第2話 寝不足の義妹

『お兄ちゃん……お兄ちゃん……』



 砂糖菓子のような甘い声で俺は目覚めそうになった。


 まどろみ。曖昧な意識の中で切なそうな声が隣の部屋から漏れていた。


 ……愛夏の声?


 けど俺は日々の肉体労働のせいで、とにかく眠たかった。ここ最近、学校が終わって帰ると、じっちゃんの畑を手伝わされている。そのせいで疲れているんだ。


 二度寝して俺は再び夢の世界へ。


 ◆


 ――ピピッと音が耳元で響く。


 あぁ、もう朝か。


 目覚めて起きて俺は朝の仕度を進めていく。

 部屋を出るとちょうど愛夏が現れ、俺をみつめた。
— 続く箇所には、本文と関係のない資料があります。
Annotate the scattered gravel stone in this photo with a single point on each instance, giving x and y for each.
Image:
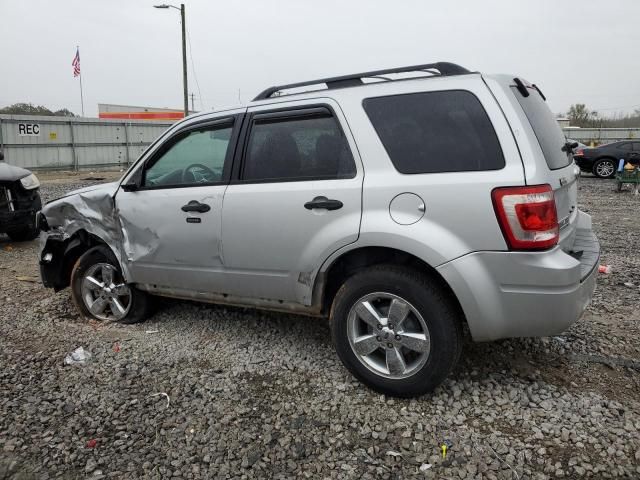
(262, 395)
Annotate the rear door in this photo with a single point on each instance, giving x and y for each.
(295, 199)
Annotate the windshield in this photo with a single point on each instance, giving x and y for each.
(546, 128)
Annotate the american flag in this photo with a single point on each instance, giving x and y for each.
(76, 63)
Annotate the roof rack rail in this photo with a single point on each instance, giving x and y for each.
(445, 69)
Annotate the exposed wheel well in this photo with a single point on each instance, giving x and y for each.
(71, 251)
(354, 260)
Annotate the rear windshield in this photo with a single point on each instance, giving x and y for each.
(546, 128)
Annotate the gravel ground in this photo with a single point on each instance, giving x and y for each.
(201, 391)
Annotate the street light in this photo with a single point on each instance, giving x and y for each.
(184, 54)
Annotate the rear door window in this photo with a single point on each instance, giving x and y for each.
(297, 148)
(434, 132)
(546, 129)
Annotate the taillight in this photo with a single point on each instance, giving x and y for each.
(527, 216)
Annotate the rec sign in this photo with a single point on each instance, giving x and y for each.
(29, 129)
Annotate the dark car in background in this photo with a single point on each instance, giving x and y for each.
(19, 202)
(603, 161)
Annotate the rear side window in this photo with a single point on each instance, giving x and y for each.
(435, 132)
(297, 149)
(546, 128)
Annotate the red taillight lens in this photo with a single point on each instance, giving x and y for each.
(527, 216)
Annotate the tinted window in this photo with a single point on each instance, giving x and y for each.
(546, 129)
(297, 148)
(195, 158)
(435, 132)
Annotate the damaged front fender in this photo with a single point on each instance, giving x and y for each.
(74, 222)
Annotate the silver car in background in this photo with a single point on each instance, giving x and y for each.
(402, 204)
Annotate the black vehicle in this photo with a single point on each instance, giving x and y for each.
(603, 161)
(19, 202)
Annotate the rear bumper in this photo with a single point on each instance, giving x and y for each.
(525, 294)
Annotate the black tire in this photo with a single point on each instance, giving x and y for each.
(139, 307)
(599, 164)
(23, 234)
(439, 311)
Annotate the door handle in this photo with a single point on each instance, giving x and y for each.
(323, 202)
(196, 206)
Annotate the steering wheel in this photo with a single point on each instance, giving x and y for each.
(187, 171)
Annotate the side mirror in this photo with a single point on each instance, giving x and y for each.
(130, 186)
(134, 182)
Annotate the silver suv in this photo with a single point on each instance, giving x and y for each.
(402, 204)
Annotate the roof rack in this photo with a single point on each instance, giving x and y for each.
(354, 79)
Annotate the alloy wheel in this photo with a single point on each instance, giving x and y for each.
(388, 335)
(104, 294)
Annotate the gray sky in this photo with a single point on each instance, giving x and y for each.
(575, 50)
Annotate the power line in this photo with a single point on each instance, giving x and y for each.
(193, 68)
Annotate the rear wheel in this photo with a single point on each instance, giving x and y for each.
(23, 234)
(604, 168)
(396, 330)
(99, 291)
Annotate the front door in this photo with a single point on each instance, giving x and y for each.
(171, 223)
(295, 199)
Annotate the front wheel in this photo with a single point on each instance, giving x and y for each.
(604, 168)
(396, 330)
(99, 291)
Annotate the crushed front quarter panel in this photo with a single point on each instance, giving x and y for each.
(90, 209)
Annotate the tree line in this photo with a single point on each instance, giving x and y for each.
(581, 116)
(29, 109)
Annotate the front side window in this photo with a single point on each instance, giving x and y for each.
(297, 149)
(435, 132)
(196, 157)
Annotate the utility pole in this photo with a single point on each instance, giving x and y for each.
(185, 91)
(184, 61)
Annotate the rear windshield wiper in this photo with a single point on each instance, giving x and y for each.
(540, 92)
(569, 146)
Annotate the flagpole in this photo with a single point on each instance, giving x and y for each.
(81, 95)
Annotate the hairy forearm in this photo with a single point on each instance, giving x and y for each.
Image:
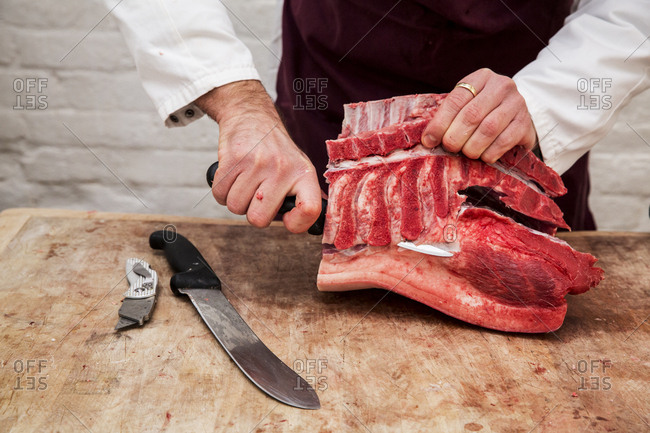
(237, 98)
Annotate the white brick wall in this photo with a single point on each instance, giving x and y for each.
(96, 93)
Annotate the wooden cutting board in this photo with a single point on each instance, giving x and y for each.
(379, 364)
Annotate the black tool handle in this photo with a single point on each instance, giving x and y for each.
(288, 204)
(193, 272)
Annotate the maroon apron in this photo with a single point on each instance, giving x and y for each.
(337, 51)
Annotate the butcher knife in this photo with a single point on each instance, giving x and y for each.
(439, 250)
(198, 281)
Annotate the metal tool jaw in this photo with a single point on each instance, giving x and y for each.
(140, 298)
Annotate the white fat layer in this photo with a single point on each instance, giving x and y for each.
(464, 207)
(395, 156)
(419, 150)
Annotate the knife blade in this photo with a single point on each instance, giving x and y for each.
(196, 279)
(318, 227)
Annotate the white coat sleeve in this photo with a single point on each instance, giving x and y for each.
(182, 50)
(590, 69)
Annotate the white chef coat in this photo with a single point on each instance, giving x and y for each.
(590, 69)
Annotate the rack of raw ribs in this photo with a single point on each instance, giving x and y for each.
(508, 270)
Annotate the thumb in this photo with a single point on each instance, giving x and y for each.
(308, 204)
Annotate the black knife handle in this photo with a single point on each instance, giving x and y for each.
(288, 204)
(193, 271)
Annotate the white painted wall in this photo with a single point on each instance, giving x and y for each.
(99, 145)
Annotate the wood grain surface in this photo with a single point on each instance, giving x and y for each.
(379, 362)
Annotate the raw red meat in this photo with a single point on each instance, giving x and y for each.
(508, 271)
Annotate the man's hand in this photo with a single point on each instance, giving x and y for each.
(259, 165)
(485, 126)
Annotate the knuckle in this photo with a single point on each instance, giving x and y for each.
(506, 84)
(236, 206)
(490, 127)
(310, 208)
(454, 101)
(258, 219)
(472, 114)
(450, 144)
(472, 152)
(218, 195)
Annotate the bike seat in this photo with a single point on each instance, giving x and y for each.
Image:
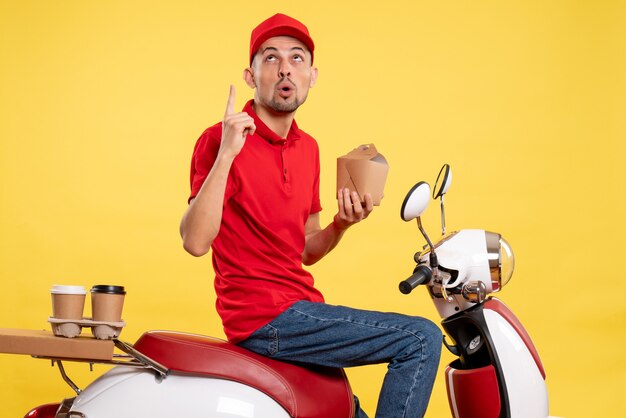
(304, 392)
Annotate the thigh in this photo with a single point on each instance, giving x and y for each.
(339, 336)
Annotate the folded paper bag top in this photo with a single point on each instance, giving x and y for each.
(363, 170)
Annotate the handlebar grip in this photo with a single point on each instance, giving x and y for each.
(422, 274)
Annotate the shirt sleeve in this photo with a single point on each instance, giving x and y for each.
(203, 158)
(316, 205)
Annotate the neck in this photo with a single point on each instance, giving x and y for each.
(278, 122)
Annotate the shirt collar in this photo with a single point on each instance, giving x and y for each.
(266, 133)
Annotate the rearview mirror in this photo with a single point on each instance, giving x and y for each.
(415, 202)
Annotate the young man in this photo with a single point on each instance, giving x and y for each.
(255, 201)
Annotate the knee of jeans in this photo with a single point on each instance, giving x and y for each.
(431, 336)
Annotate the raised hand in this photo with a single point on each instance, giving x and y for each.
(235, 128)
(351, 210)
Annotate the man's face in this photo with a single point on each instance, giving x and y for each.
(282, 74)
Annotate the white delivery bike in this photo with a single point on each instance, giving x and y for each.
(498, 373)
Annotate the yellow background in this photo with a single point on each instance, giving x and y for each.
(101, 103)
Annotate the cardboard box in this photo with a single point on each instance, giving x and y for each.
(363, 170)
(45, 344)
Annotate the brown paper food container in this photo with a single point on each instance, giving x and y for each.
(363, 170)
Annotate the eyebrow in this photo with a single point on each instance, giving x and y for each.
(271, 48)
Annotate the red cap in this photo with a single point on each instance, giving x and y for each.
(279, 25)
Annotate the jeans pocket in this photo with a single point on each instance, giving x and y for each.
(272, 338)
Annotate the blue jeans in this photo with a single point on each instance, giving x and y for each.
(337, 336)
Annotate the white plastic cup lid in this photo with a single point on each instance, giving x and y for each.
(59, 289)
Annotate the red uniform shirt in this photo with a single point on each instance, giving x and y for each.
(272, 188)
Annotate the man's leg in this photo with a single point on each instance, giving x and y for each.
(337, 336)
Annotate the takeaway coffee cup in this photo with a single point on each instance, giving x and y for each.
(68, 302)
(107, 302)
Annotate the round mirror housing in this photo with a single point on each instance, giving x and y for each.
(444, 180)
(415, 202)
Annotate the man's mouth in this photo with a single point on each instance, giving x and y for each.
(285, 88)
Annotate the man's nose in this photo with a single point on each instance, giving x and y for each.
(284, 70)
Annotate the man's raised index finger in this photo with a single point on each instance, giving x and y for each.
(230, 105)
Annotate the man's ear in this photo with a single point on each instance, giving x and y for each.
(313, 76)
(248, 76)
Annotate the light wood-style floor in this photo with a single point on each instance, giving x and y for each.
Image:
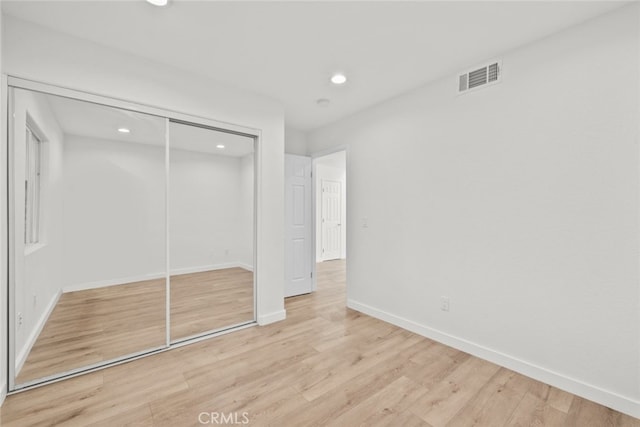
(324, 365)
(92, 326)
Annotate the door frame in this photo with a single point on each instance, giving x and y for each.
(314, 191)
(8, 239)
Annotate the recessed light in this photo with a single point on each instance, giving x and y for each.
(338, 79)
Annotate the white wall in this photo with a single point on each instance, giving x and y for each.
(295, 141)
(211, 220)
(246, 217)
(114, 212)
(3, 234)
(519, 202)
(82, 65)
(326, 172)
(39, 269)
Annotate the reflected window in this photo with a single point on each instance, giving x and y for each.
(32, 184)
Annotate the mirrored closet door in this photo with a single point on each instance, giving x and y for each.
(89, 250)
(211, 225)
(130, 231)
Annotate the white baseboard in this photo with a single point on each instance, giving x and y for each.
(607, 398)
(276, 316)
(245, 266)
(132, 279)
(33, 336)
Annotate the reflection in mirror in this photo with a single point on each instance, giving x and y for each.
(211, 220)
(88, 258)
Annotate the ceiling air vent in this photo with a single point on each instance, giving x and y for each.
(480, 77)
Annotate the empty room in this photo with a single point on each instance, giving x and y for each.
(344, 213)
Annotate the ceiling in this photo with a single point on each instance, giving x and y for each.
(288, 50)
(91, 120)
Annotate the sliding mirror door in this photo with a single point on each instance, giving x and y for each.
(88, 226)
(211, 229)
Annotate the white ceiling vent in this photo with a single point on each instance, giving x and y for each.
(478, 77)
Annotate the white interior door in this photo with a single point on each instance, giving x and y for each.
(298, 225)
(331, 220)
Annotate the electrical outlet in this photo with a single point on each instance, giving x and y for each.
(444, 303)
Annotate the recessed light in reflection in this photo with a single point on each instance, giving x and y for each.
(158, 2)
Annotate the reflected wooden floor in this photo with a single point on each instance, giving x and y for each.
(92, 326)
(324, 365)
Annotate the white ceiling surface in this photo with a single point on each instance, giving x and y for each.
(98, 121)
(288, 50)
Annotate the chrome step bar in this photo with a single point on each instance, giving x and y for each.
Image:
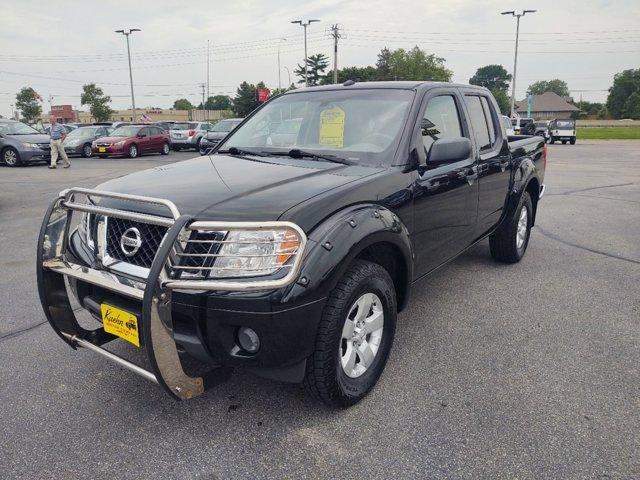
(156, 330)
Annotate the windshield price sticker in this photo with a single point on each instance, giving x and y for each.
(332, 127)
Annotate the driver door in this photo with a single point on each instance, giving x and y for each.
(445, 195)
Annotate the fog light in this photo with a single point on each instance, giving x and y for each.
(248, 339)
……なんだか顔が赤いな。しかも、ずいぶんと眠そうだ。



「愛夏、寝不足か?」

「……まあね」

「夜遅くまでなにをしているんだ。昨晩、なんか声が漏れていたけど」

「…………ッ!」


 そう聞くと、愛夏はビックリして背を向けて行ってしまった。……俺、なにか言ったっけ? あんな恥ずかしそうに去っていくとか、愛夏も年頃の女の子だからいろいろあるのかな。


 身支度を済ませ、俺は玄関へ向かう。

 学校へ行かねば。

 しばらく待つと制服姿の愛夏がやってきた。黒い髪をなびかせ、ぱっちりとした大きな瞳で俺を見つめる。……なんでそんな見るかな。



「どうした? 俺の顔になにかついてる?」

「ううん。お兄ちゃんはいつもカッコいいよ」

「な、なんだよ急に」

「別に」


 愛夏はローファーを履き、やっぱり俺をじっと見つめた。

 さすがに照れる。


 俺と愛夏は同じ十六歳。

 愛夏が義理の妹となって七年。この年頃になり愛夏はどんどん魅力的になっていった。可愛くて、清楚でダイヤモンドのように輝かしい。アイドルグループに所属していても違和感はないだろう。


 男だって速攻で出来てもおかしくない。……そんなことは兄として許さんが。でも、そんな気配はまったくといってなかった。


 愛夏はずっと俺の後ろをついてきた。


「行くか」

「う、うん」


 なんだかソワソワしている愛夏。なんだ、昨日から股のあたりを押さえるような動作が多くなったような?


 心なしか汗のようなものが。


 季節は夏。

 今日は暑いから蒸れる、とか?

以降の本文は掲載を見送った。